It’s 2018 and I’ve rather lazily been keeping warm and cosy so far planning things to blog about this year. I’m halfway through a major first post on how to learn to sing. I’m just sorting out filming dates so that i can post them to my YouTube channel very soon. While I stationary and in the UK I will continue to post tasty recipes that are meat-free.
It’s time with the dark days of January and the Veganury push this month to include a tasty winter sausage dish. For this I am using Dee’s Vegan Sausages with Irish Dulse as I adore seaweed. Seeing these sausages I promise to dig out my sausage machine and teach you all how to make some great vegan fauxsages with vegan plant collagen skins. I am making this up as I go along as this is my first try of these sausages and I need a comforting, warming dinner. This is a long recipe if using dried butter beans but for quicker results use two tins of cooked butter beans instead. This mash is like a smooth pease pudding mash and is so very tasty as alternative to potatoes.
I do try to check online if any ingredients are not suitable for vegetarians. But sometimes information can be rather vague especially with beers and wines. I would suggest you substitute choices you are certain fit your diet rather than relying on my research. For this recipe I’m using Howling Hops Ruby Red Ale.
500g dried butter beans
4 cloves of garlic
Salt and pepper
Pinch of chilli flakes
Packet of 6 Sausages
Small butternut squash
Bottle of Ruby Red Ale
Half a tsp of Salt
Freshly ground black pepper
Half a tsp of Marmite
1tbs Pomegranite Molasses
Large pinch of caraway seeds
A bay Leaf
Large pinch of dried mixed herbs
Half a tsp of Smoked Paprika
1 tsp of English mustard powder
2 tsp corn flour
Cover the dried butter beans in water and leave to soak overnight. In the morning pour off the water and cover again with fresh water. I like to soak my beans for 18-20 hours. Drain the beans and pop them into a deep heavy bottomed pan and cover with water. Place a lid on the pan and bring to a rapid boil for 10 minutes. Then reduce the heat, leave a gap in the lid and simmer for about 40 minutes to an hour.
Meanwhile chop the onion and fry in some olive oil. Chop the butternut squash into cubes. I top and tail the squash and cut the neck off. I then halve the bottom bit and scoop out the seeds with a large spoon.
Chop into slices and cut away the thick skin. Add the squash to the onions and cover the pan with a lid to sweat it down to soften.
Add the Ruby Red Ale, salt, pepper, caraway seeds, Marmite, pomegranate molasses, bay leaf, mixed herbs and smoked paprika. Bring to a simmer and reduce for 20 minutes. Fry the sausages in a small pan while the sauce reduces.
In a small ramekin pop the mustard powder and cornflower and add a little water and stir vigorously into a paste. Then add a little more water and pour into the sauce.

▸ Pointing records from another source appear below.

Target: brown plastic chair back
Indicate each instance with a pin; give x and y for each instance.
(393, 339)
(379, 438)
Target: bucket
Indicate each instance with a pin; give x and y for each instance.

Turn up the heat and stir continuously until it reaches a boil. At this point the liquid should thicken and become rather glossy.
Pop the garlic cloves with half a teaspoon of salt into a stone mortar and pestle and bruise and grind them. Then add the rind of the lime and some black pepper and a few chilli flakes and grind a little more. Add the lime juice to create a paste.
Drain the cooked butter beans and use a hand blender to mash. You might need to add up to 200ml of water. Then stir in the garlic, salt, pepper, chilli flakes and lime mixture.
Serve with the ale sauce over the sausages and a mountainous dollop of bean mash along side.
If you have any left over mash it can be made into an excellent pâté by mashing in a little vegan cream alternative spread on toast. Sprinkle with a dusting of paprika and serve spread on toast or as canapés. It did after all start out as a can of peas if you were making the quicker version.